The government yesterday raised its GDP growth forecast for this year to 5.06 percent, up from the 5.04 percent it forecast last month, on the back of a faster-than-expected economic expansion in the first quarter, the Directorate-General of Accounting, Budget and Statistics (DGBAS) said.
GDP expanded 6.55 percent in the first quarter, up 0.36 percentage points from the 6.19 percent growth estimated last month, DGBAS data showed.
“The strong momentum of exports and domestic consumption will be two major drivers for economic growth this year,” Directorate-General of Accounting, Budget and Statistics Minister Shih Su-mei (石素梅) told a media briefing.
Private consumption is expected to expand 3.96 percent this year and exports are predicted to grow by 6.87 percent, while domestic investment is forecast to fall 0.62 percent this year on last year’s higher comparison base, DGBAS data showed.

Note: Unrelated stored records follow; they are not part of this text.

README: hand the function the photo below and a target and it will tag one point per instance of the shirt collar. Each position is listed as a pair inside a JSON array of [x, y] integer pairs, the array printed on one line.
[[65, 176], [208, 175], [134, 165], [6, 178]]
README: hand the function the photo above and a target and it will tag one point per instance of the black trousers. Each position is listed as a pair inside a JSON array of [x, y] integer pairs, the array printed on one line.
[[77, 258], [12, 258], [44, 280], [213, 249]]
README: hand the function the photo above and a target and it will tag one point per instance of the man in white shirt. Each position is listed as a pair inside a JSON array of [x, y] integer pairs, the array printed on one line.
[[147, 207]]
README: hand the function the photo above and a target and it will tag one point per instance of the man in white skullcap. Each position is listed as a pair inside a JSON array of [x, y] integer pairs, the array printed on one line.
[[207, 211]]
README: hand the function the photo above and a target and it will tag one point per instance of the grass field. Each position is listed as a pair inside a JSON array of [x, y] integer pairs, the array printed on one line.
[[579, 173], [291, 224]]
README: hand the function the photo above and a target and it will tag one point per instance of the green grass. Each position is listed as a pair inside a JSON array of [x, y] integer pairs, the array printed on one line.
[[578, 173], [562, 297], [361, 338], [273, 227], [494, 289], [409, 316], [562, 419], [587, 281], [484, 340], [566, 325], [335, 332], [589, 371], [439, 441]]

Donna Kwok (郭浩庄), economist for Greater China at HSBC Asia, said the strong first-quarter growth boded well for this whole year and retained her full-year economic growth forecast of 5 percent.
“Taiwan’s robust exports to China and western countries in the first quarter churned the manufacturing sector, throwing a critical lifeline to job seekers and domestic investors, further increasing the nation’s private household spending,” Kwok said in a note yesterday.
However, Tsai Hung-kun (蔡鴻坤), director of the DGBAS’ statistics division, said the massive earthquake in Japan and lower demand from the US would influence Taiwan’s economic growth in the following quarters.
“We had thought the nation’s economy could grow 5.28 percent this year on a strong first-quarter performance, but Japan’s quake made us revise down estimates for the following quarters, dragging down the full-year GDP growth forecast to 5.06 percent,” Tsai said.
When Japan’s economy slides down by 1 percentage point, Taiwan’s GDP growth will decline by 0.05 percentage points, Tsai said, adding that if the US economy falls by 1 percentage point, Taiwan’s GDP growth may fall by 0.14 percentage points.
Tsai said the nation’s economy could return to fast-paced growth in the second half of this year, as the negative influence from Japan gradually recedes.
As for inflation, the DGBAS lowered its forecast for the consumer price index (CPI) this year to 2.1 percent, down 0.08 percentage points from its preliminary forecast last month, amid the New Taiwan dollar’s recent appreciation against the US dollar.
Although the rising value of the NT dollar helps stabilize inflationary pressures, it could increase exporters’ costs and hurt the nation’s economic growth, Tsai said, adding that exports usually contribute about 70 percent to Taiwan’s GDP.
According to the DGBAS, every NT$1 rise against the greenback could cut Taiwan’s GDP growth by 0.18 percentage points, with inflation down by 0.19 percentage points.
With the government’s slightly more sanguine GDP outlook and less inflation concerns, Cheng Cheng-mount (鄭貞茂), chief economist of Citigroup in Taipei, said in a statement yesterday that the central bank would continue to tighten monetary policy at the current measured pace of 12.5 basis points each quarter for this year.